Aprite il portafoglio. Cosa ci trovate dentro in questi giorni di metà giugno? Niente, il vuoto assoluto. E il motivo lo sappiamo tutti benissimo: è appena passata la scadenza della prima rata dell'IMU, la tassa sulla casa che bussa puntuale ogni anno per svuotare i conti correnti delle nostre famiglie e delle nostre piccole imprese balneari, turistiche e commerciali.
Mentre voi eravate in coda in banca o dal commercialista con i moduli F24 in mano, cercando di capire come far quadrare i conti, nei palazzi della politica imperiese andava in scena uno spettacolo di tutt’altro genere. Grazie alle colonne di Prima la Riviera — una delle pochissime voci giornalistiche davvero libere e fuori dal coro della nostra provincia, guidata dall'eroico direttore Andrea Moggio —, siamo in grado di svelarvi dove vanno a finire, indirettamente, i sacrifici dei contribuenti.
Tenetevi forte.
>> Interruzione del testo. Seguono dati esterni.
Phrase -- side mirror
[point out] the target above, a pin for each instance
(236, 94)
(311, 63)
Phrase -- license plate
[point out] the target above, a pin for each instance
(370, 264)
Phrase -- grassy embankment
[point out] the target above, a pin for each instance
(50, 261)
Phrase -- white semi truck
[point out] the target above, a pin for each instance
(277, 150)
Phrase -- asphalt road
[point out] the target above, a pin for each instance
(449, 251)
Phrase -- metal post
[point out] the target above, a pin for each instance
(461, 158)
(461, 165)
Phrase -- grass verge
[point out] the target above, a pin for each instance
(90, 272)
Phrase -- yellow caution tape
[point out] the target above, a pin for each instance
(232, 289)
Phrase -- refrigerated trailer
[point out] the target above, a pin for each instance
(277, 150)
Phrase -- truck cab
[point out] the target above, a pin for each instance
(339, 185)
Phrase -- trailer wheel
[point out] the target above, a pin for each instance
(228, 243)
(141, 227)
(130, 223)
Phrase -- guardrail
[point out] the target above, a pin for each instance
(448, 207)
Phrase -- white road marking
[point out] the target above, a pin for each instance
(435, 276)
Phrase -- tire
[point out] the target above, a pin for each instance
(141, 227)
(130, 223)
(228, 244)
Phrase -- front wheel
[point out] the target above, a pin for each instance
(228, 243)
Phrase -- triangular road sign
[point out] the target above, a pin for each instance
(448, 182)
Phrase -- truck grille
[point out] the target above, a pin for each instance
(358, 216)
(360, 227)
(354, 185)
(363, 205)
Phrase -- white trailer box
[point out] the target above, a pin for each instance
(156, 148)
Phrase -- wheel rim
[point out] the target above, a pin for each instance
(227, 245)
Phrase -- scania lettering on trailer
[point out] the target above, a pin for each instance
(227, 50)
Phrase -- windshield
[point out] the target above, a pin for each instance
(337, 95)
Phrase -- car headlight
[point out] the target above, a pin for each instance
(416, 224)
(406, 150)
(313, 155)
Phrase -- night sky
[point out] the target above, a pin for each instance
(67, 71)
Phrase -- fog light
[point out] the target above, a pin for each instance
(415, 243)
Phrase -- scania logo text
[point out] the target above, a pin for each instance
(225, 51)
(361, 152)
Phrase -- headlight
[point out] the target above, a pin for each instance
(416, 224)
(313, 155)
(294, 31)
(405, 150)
Mentre i cittadini stringono la cinghia, la Giunta comunale di Sanremo ha dato il via libera all'iter per raddoppiare il budget per i compensi del Consiglio di amministrazione di Amaie Energia, portandolo alla cifra tonda di 100 mila euro all'anno (di cui almeno 50 mila destinati al solo futuro Presidente).
Il paradosso è da codice rosso: parliamo della stessa azienda partecipata (di cui il Comune di San Lorenzo al Mare è socio e cliente) che ha recentemente gestito i tempi in modo talmente discutibile da rinunciare a ben 5 milioni di euro di fondi europei PNRR a fondo perduto per l'impianto di Valle Armea. Quei 5 milioni persi non sono svaniti nel nulla: diventeranno un aumento della TARI sulle prossime bollette dei nostri rifiuti.
Nel privato, un manager che perde milioni di fondi europei e scarica i costi sugli utenti viene mandato a casa. Nella galassia delle partecipate pubbliche del Ponente Ligure, invece, la "maggiore complessità" derivante da questi scivoloni diventa il pretesto d'oro per adeguarne l'ingaggio verso l'alto.
E la nostra Amministrazione Comunale di San Lorenzo al Mare cosa fa? Assiste in silenzio a questo gioco delle tre carte?
Come minoranza consiliare, la domanda la porremo forte e chiara nei banchi del Consiglio: chi rappresenta il nostro Comune nell'Assemblea dei soci di Amaie Energia esprimerà un voto contrario a questo schiaffo alla miseria o si adeguerà ai diktat di Sanremo? Mentre la maggioranza è distratta da inaugurazioni patinate, passerelle e dotti voli pindarici sulla cultura, la realtà bussa alla tasca dei cittadini sotto forma di IMU, TARI aumentate e poltrone d'oro per i soliti noti.
La nostra terra e i nostri portafogli non sono un bancomat senza fondo per finanziare le indennità dei manager. Noi la faccia continuiamo a mettercela per difendere i contribuenti, pretendendo che ogni singolo euro delle vostre tasse venga usato per i servizi di San Lorenzo, non per i privilegi dei palazzi vicini.